The Evergrande Crisis heralds a “dramatic” slowdown in the Chinese economy, economists say


Economic analysts warn that Beijing is on the path of a sharp slowdown in the coming years as Beijing wrestles with the Evergrande debt crisis, and the impending slump is in other parts of the world. He added that it should serve as an awakening to.

But the country’s shrinking economy may not be immediately apparent, said Leland Miller, CEO of economic forecasting firm China Beige Book International. With the expected third season of Chinese leader Xi Jinping and the Beijing Winter Olympics at stake, the administration will do its utmost to postpone politically damaging news at least until after next year. He said it would be.

But, according to Miller, it’s only a matter of time before such results become more apparent.

At a recent virtual panel event hosted by Hudson, Miller said, “Whether this will happen in the next few years, or more than a decade, will be a political decision, but growth has slowed and is very dramatic. It will be the target. ” Laboratory.

China’s economy is growing at the slowest pace of the year, given power shortages, supply bottlenecks, sporadic outbreaks, and a slowdown in the real estate sector. Gross domestic product growth in the third quarter was 4.9%, down 3 points from the previous quarter, worse than the forecast already revised by analysts.

Evergrande, a leading Chinese developer in the industry, which accounts for nearly one-third of GDP, suffered over $ 300 billion in debt and missed three bond payments in less than a month. The risk from a potential imminent collapse may be contained, but the crisis is a clear sign that China’s growth model is changing in a slower direction, Miller said.

Unlike the rest of the world, China has a non-profit financial system, and the government controls all business entities, he said.

In the short term, Beijing’s collapse of a company puts pressure on the entire financial markets, pushing credit to sustain the economy and instructing state-owned companies to absorb unpaid debt.
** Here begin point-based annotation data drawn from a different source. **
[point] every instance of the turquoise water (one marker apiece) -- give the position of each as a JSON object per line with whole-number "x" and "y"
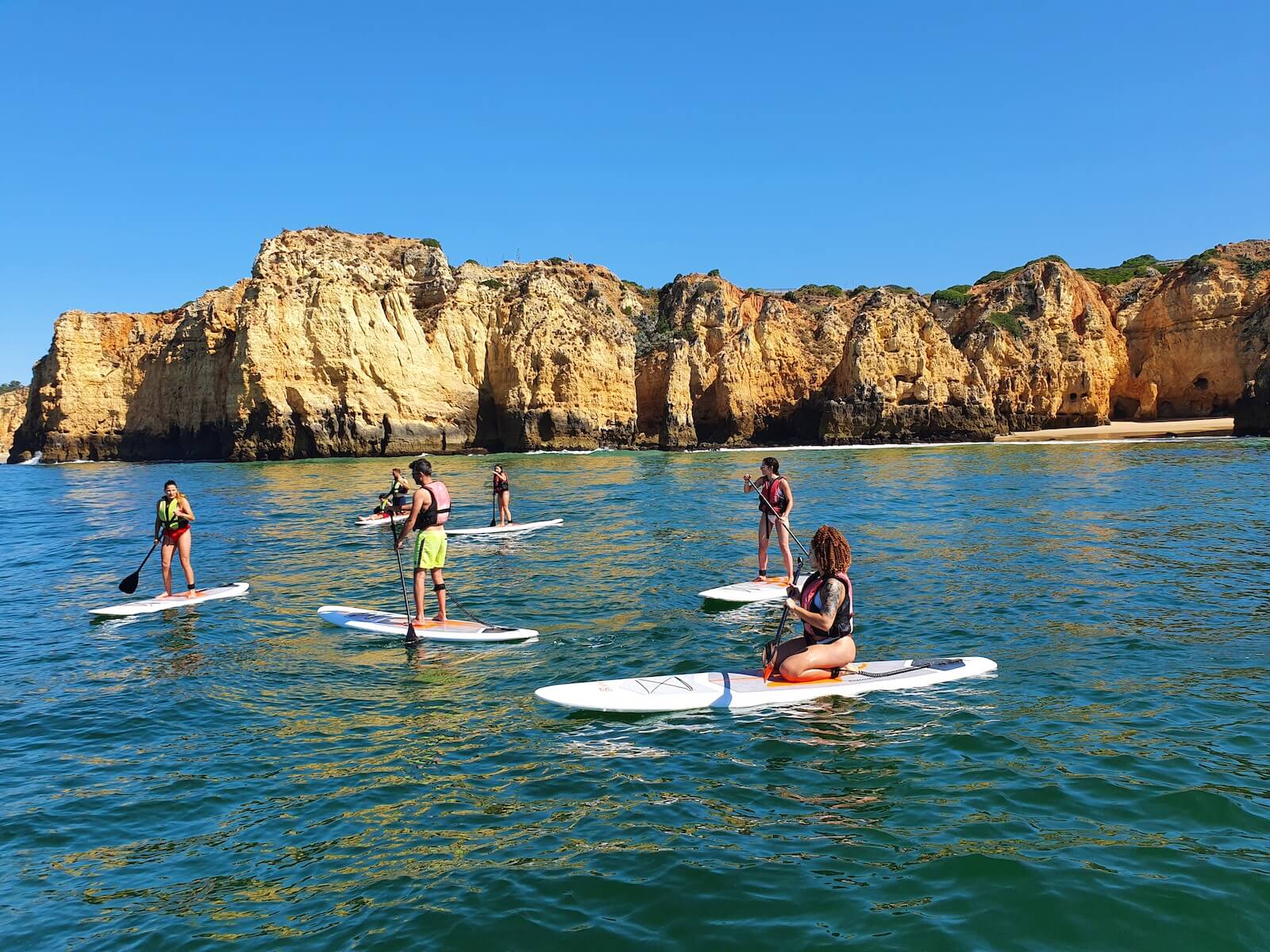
{"x": 241, "y": 774}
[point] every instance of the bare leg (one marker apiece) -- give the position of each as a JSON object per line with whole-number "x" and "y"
{"x": 818, "y": 660}
{"x": 165, "y": 552}
{"x": 421, "y": 588}
{"x": 183, "y": 545}
{"x": 762, "y": 547}
{"x": 783, "y": 539}
{"x": 438, "y": 579}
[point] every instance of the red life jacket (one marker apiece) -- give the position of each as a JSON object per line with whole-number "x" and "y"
{"x": 842, "y": 622}
{"x": 776, "y": 499}
{"x": 438, "y": 509}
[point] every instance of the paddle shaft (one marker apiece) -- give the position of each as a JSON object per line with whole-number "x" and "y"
{"x": 772, "y": 511}
{"x": 406, "y": 600}
{"x": 130, "y": 583}
{"x": 780, "y": 628}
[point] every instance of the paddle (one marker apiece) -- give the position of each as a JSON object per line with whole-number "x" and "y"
{"x": 410, "y": 638}
{"x": 780, "y": 628}
{"x": 130, "y": 584}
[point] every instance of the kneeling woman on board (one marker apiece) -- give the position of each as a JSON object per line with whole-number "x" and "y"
{"x": 825, "y": 606}
{"x": 171, "y": 527}
{"x": 429, "y": 509}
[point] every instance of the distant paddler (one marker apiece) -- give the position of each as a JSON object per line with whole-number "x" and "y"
{"x": 171, "y": 528}
{"x": 429, "y": 511}
{"x": 775, "y": 505}
{"x": 826, "y": 607}
{"x": 400, "y": 490}
{"x": 502, "y": 498}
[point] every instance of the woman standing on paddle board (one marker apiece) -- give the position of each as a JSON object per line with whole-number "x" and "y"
{"x": 503, "y": 495}
{"x": 171, "y": 527}
{"x": 775, "y": 505}
{"x": 429, "y": 513}
{"x": 826, "y": 608}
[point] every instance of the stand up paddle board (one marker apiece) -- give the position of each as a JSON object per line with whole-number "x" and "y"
{"x": 745, "y": 592}
{"x": 383, "y": 520}
{"x": 687, "y": 692}
{"x": 178, "y": 601}
{"x": 393, "y": 624}
{"x": 505, "y": 530}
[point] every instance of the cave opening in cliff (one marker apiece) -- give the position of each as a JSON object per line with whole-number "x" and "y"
{"x": 1124, "y": 408}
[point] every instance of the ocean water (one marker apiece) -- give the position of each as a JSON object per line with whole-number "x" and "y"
{"x": 241, "y": 774}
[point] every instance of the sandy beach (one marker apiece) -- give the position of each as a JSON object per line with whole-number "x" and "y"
{"x": 1130, "y": 429}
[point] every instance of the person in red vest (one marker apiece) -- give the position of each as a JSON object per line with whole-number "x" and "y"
{"x": 775, "y": 505}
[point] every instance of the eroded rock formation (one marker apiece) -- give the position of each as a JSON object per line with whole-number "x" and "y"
{"x": 13, "y": 409}
{"x": 366, "y": 344}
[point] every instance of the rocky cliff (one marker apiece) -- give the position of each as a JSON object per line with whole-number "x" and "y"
{"x": 13, "y": 409}
{"x": 366, "y": 344}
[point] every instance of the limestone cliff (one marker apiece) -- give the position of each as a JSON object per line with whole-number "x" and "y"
{"x": 368, "y": 344}
{"x": 13, "y": 409}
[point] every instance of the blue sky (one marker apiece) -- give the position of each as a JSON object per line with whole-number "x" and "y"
{"x": 150, "y": 148}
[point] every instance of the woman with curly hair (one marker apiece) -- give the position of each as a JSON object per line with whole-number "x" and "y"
{"x": 826, "y": 608}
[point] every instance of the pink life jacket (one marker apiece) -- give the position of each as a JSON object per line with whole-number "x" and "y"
{"x": 775, "y": 497}
{"x": 438, "y": 509}
{"x": 842, "y": 622}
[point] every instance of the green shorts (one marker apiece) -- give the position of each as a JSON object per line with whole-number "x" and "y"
{"x": 429, "y": 550}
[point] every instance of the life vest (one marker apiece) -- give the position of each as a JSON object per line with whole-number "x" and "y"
{"x": 438, "y": 509}
{"x": 775, "y": 497}
{"x": 842, "y": 622}
{"x": 168, "y": 518}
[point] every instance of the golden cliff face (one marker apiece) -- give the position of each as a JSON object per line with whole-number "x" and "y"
{"x": 13, "y": 409}
{"x": 366, "y": 344}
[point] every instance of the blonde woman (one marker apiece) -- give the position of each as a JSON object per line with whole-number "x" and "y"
{"x": 171, "y": 527}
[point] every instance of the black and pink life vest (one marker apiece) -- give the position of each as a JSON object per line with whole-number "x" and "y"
{"x": 438, "y": 509}
{"x": 842, "y": 621}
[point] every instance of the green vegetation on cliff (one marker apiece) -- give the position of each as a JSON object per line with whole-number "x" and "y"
{"x": 954, "y": 295}
{"x": 999, "y": 276}
{"x": 1130, "y": 268}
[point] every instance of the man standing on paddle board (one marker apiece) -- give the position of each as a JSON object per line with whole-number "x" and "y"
{"x": 429, "y": 511}
{"x": 775, "y": 505}
{"x": 503, "y": 497}
{"x": 827, "y": 611}
{"x": 171, "y": 527}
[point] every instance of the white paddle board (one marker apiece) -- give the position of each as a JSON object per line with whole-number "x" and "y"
{"x": 743, "y": 592}
{"x": 393, "y": 624}
{"x": 505, "y": 530}
{"x": 383, "y": 520}
{"x": 687, "y": 692}
{"x": 177, "y": 601}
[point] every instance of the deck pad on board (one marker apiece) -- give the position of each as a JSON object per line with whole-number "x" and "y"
{"x": 737, "y": 689}
{"x": 393, "y": 624}
{"x": 178, "y": 601}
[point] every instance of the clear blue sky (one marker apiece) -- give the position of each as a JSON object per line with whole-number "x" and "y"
{"x": 150, "y": 148}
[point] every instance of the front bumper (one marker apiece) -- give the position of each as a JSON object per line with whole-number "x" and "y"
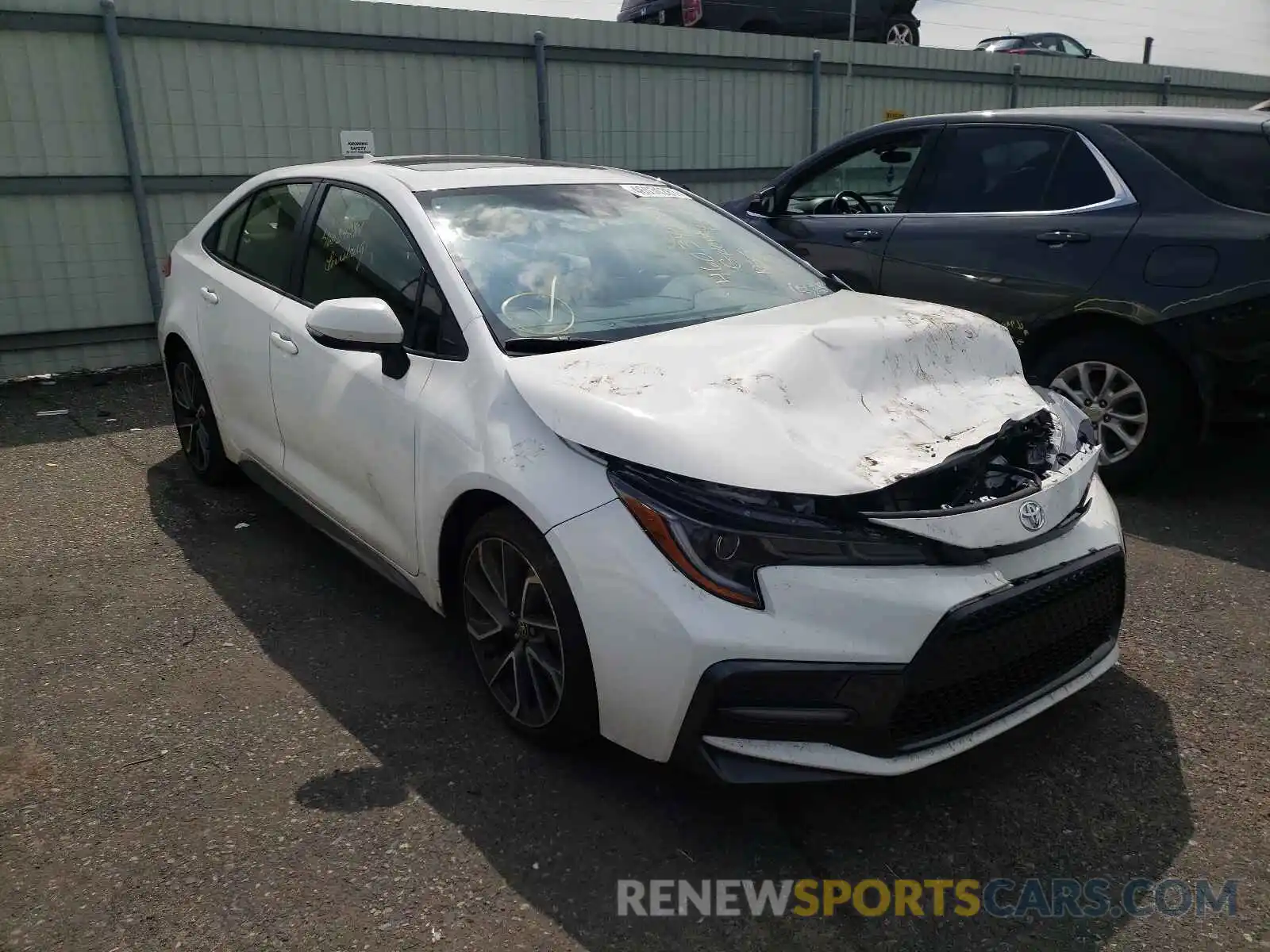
{"x": 873, "y": 670}
{"x": 988, "y": 659}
We have a way to prevent it from changing into “moments.” But in the long run, investing in zombie companies and “chasing good money after bad” will stall growth, Miller said.

Epoch Times Photo
Partially illuminated sign of the Evergrande Center in the Evergrande Center building in Shanghai, China, October 9, 2021. (Hector Retamal / AFP)

There are no obvious fixes. The Chinese press has been driving the transition from investment to consumption-fueled economic models for years, but such a message is simply a verbal service, “Government to do this. I’m not doing anything structurally, “he said.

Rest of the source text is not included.